Does undefined behavior really help modern compilers to optimize generated code?

Question

Aren't modern compilers smart enough to be able to generate a code that is fast and safe at the same time?

Look at the code below:

std::vector<int> a(100);
for (int i = 0; i < 50; i++)
    { a.at(i) = i; }
...

It's obvious that the out of range error will never happen here, and a smart compiler can generate the next code:

std::vector<int> a(100);
for (int i = 0; i < 50; i++)
    { a[i] = i; } // operator[] doesn't check for out of range
...

Now let's check this code:

std::vector<int> a(unknown_function());
for (int i = 0; i < 50; i++)
    { a.at(i) = i; }
...

It can be changed to such equivalent:

std::vector<int> a(unknown_function());
size_t __loop_limit = std::min(a.size(), 50);
for (int i = 0; i < __loop_limit; i++)
    { a[i] = i; }
if (50 > a.size())
    { throw std::out_of_range("oor"); }
...

Also, we know that the int type doesn't have side effects in its destructor and assignment operator. So we can translate the code to the next equivalent:

size_t __tmp = unknown_function();
if (50 > __tmp)
    { throw std::out_of_range("oor"); }
std::vector<int> a(__tmp);
for (int i = 0; i < 50; i++)
    { a[i] = i; }
...

(I'm not sure that such optimization is allowed by C++ standard, because it excludes memory allocation/deallocation steps, but let's think of C++-like language that allows this optimization.)

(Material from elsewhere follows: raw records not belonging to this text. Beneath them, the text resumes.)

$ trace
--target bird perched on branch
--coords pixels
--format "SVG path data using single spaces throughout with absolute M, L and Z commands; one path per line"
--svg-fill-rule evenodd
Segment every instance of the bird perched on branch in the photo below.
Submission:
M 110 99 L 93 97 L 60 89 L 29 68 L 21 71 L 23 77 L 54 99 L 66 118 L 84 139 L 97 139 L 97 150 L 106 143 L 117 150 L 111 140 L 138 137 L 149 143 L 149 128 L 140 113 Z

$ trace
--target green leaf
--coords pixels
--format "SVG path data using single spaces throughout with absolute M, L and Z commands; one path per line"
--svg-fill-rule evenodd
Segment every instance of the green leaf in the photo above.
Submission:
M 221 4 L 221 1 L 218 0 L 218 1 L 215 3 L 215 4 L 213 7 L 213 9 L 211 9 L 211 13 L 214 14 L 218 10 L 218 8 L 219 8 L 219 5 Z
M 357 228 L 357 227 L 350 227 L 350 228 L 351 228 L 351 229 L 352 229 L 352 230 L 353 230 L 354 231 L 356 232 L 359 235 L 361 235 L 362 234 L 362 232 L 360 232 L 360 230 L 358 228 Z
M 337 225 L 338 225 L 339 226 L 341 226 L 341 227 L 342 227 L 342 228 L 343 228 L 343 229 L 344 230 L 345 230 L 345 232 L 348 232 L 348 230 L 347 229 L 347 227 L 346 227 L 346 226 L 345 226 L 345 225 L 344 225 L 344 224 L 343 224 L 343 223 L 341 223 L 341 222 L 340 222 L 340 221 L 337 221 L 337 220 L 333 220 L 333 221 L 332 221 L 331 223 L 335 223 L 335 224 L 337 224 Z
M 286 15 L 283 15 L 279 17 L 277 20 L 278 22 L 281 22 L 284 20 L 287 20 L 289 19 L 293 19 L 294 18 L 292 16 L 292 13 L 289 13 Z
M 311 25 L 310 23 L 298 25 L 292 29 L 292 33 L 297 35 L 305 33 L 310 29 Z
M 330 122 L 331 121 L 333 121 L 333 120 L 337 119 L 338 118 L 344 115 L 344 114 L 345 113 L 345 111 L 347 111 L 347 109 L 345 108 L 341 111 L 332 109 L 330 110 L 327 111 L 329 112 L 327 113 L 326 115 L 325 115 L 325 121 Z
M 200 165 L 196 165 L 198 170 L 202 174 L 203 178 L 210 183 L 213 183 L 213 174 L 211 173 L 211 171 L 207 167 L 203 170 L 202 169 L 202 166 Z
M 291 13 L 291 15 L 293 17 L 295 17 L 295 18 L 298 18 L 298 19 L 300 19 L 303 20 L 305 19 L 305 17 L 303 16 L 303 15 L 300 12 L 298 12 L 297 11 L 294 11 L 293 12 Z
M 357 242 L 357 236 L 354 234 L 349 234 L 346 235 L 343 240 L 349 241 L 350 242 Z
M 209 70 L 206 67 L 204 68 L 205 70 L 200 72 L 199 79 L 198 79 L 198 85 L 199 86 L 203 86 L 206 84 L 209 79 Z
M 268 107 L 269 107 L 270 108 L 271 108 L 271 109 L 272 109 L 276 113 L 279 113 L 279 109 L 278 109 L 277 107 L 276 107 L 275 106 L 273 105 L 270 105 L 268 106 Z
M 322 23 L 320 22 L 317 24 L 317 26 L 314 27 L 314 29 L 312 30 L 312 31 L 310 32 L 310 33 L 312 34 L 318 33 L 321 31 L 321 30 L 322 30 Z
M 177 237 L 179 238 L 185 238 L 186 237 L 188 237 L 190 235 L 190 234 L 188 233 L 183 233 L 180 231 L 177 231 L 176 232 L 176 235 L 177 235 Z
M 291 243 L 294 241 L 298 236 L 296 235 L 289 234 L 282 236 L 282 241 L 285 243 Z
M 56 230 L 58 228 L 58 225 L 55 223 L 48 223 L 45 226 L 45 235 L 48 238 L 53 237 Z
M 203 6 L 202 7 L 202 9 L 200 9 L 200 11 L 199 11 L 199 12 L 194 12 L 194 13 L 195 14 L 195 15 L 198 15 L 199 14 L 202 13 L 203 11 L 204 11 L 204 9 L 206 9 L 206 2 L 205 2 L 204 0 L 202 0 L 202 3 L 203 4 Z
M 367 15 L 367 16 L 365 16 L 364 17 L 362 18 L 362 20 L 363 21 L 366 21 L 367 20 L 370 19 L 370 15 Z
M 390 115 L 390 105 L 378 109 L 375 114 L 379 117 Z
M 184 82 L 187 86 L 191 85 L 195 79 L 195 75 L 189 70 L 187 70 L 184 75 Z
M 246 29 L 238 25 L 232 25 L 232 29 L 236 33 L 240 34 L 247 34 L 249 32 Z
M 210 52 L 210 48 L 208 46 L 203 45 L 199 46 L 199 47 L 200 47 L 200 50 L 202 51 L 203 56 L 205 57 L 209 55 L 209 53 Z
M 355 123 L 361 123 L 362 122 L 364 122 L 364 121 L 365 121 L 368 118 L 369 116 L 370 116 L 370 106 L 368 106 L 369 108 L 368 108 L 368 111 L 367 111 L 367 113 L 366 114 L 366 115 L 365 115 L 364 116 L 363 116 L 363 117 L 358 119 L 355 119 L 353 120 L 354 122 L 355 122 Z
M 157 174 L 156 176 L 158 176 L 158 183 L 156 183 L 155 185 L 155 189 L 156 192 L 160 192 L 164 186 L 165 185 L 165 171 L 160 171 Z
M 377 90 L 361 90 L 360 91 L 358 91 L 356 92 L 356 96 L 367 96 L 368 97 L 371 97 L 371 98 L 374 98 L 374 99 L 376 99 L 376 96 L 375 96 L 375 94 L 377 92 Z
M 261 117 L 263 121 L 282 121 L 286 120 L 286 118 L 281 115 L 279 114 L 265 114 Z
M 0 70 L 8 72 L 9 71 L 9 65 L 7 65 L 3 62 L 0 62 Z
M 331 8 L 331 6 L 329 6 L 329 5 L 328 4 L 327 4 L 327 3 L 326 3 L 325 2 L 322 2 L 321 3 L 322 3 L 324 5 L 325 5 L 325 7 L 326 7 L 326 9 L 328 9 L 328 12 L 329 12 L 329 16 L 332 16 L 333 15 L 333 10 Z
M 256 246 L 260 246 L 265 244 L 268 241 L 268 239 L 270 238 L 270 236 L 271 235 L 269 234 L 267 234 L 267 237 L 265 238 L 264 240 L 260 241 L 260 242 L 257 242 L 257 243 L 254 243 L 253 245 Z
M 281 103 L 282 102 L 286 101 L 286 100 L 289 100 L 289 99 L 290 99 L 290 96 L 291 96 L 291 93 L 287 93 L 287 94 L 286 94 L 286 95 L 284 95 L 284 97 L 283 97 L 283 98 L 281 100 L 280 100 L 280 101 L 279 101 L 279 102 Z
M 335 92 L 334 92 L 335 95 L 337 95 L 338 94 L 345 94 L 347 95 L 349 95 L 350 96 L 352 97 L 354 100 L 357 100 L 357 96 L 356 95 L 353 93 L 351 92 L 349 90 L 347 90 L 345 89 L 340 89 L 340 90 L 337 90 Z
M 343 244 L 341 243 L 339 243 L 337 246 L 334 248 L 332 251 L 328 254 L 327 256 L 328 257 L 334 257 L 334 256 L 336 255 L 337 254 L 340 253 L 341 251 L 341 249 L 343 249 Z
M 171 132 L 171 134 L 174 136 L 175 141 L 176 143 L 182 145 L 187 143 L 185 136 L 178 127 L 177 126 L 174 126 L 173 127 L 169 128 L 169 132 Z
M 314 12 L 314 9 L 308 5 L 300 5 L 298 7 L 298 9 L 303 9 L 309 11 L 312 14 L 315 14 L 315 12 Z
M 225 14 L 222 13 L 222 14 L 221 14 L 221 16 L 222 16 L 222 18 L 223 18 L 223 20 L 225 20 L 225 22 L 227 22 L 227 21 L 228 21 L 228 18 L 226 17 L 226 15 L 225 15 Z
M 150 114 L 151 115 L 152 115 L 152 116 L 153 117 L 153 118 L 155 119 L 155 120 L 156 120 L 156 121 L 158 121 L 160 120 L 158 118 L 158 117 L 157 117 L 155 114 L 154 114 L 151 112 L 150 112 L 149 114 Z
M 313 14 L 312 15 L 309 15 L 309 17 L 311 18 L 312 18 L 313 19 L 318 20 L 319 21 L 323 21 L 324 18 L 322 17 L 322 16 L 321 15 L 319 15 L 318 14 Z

And, OK, this optimization is not as fast as the next code:

std::vector<int> a(unknown_function());
for (int i = 0; i < 50; i++)
    { a[i] = i; }

because there is an additional check if (50 > __tmp) which you really don't need if you are certainly sure that unknown_function never returns a value that is less than 50. But the performance improvement is not very high in this case.

Please note that my question is little different than this question: Is undefined behavior worth it? That question is: do advantages of performance improvements outweigh shortcomings of undefined behavior. It assumes that undefined behavior really helps to optimize a code. My question is: is it possible to achieve almost the same (maybe little less) level of optimization in a language without undefined behavior as in a language with undefined behavior.

The only case I can think of where undefined behavior can really help improve performance significantly is manual memory management. You never know if the address a pointer points to is not freed. Someone can have a copy of the pointer than call free on it. Your pointer still point to the same address. To avoid this undefined behavior you either have to use a garbage collector (which has its own disadvantages) or have to maintain a list of all pointers that point to the address, and when the address is freed you have to nullify all those pointers (and check them for null before accessing them).

Providing defined behavior for multi-threaded environment may probably cause performance costs too.

PS I am not sure that a defined behavior may be achieved in C-like language, but added it to the tags too.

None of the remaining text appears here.